Fourier Terms!
Picture this scenario: you are building a forecasting tool that leverages time series data and you are deciding on your features. Inevitably you get to the question: how do I handle my cyclic variables such as day of year, day of week, and time of day? These features, whilst not exceptionally explainable, tend to provide a lot of predictive power and should variably go into your model if you don’t have access to the true feature. So what do you do with them? Well we have several options in our toolkit. The first is to take delve into the forecasting realm and use models such as ARIMA, or RNNs. These are great models and are commonly used.

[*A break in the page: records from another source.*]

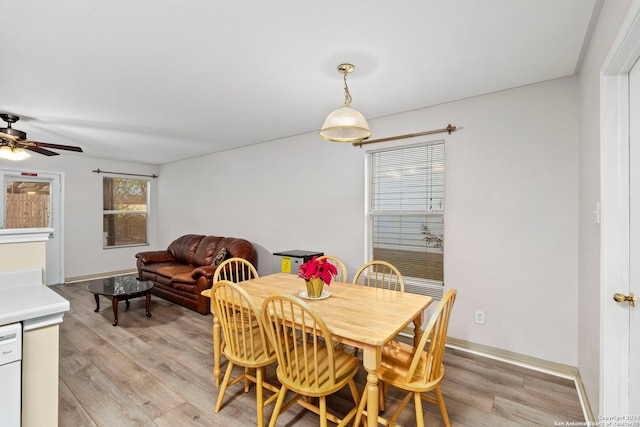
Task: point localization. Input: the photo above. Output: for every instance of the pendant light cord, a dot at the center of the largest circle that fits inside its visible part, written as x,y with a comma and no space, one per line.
347,95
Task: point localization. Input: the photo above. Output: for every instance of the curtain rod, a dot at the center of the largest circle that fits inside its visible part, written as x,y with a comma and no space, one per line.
122,173
448,129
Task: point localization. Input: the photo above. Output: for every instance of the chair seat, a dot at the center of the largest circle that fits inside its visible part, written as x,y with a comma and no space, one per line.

However, I’d argue that the most common approach is to just hot encode the cyclic variables and run them through a machine learning pipeline. I think we can do better. We can borrow some approaches from forecasting analysis and use Fourier transforms. This dramatically reduces the dimensionality of the data and provides similar results in less time.
What are Fourier transforms?
“The Fourier transform (FT) decomposes a function of time (a signal) into its constituent frequencies”. The gist is that functions of time can be expressed as additively combined trigonometric functions. We can then easily decompose them to use in regression. There are some amazing examples of this used in complex ways:
We can leverage this theorem by taking our cyclical variables and perform vector decomposition to create two orthogonal features. More about how to do this shortly.

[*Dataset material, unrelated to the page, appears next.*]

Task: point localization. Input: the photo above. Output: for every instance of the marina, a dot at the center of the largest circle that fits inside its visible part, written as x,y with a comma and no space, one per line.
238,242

Let’s go through the process of decomposing the cyclical features into Fourier terms and also the hot encoded version as our benchmark.
Set up environment
For this benchmark, I am going to use some data from the tsibble package. The tsibble package provides a couple of relatively clean time series data-sets that are easy to work with. We will use the pedestrian
dataset. The dataset contains the count of pedestrians over a two year period in Melbourne.
library(dplyr)
library(purrr)
library(plotly)
library(DT)
library(forcats)
library(lubridate)
library(rsample)
library(recipes)
library(modelr)
library(broom)
library(yardstick)
library(testthat)
my_dat <-
tsibble::pedestrian %>%
as_tibble() %>%
filter(Sensor == "Birrarung Marr") %>%# shirnking the data for speed
select(Date_Time, Time, Count) %>% # extract three common cyclic variables
mutate(day_of_week = wday(Date_Time),
month_of_year = month(Date_Time),
Time = Time)
my_dat_split <- my_dat %>%
initial_time_split() # split into train-test sets for future benchmarking/validation
my_dat %>%
plot_ly(x = ~Date_Time, y = ~Count, type = 'scatter', mode = 'lines')

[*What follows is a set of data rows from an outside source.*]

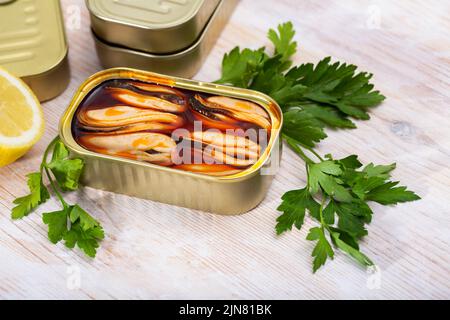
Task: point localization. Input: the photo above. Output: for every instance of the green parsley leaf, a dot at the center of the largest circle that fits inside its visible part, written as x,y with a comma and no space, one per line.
337,84
383,172
84,230
57,224
389,194
283,41
294,206
38,195
87,240
354,253
85,219
67,171
324,175
240,67
322,250
312,97
302,127
326,115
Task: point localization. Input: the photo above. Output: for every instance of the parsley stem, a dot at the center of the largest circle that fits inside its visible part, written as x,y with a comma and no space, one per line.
322,203
44,167
54,188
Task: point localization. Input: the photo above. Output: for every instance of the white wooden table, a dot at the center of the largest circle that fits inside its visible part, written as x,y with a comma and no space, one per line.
158,251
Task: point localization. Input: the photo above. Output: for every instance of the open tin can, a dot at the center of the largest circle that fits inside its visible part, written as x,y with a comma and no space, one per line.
33,45
170,37
119,170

Based on a quick exploration of the time series, we see cyclic variables that appear based on time of day, day of week and time of year. We also have some missing periods, but we will ignore them for now.
Feature Engineering using Hot Encoding
If you are coming from python you may notice that I am not using a hot encoder. This is because R doesn’t use that terminology and most modeling functions do it implicitly when you pass a factor variable. For explicitness, I went ahead and used moderlr::model_matrix
to showcase what the feature matrix looks like prior to modelling. I have subset the matrix for viewing, but you can see that is a very sparse matrix.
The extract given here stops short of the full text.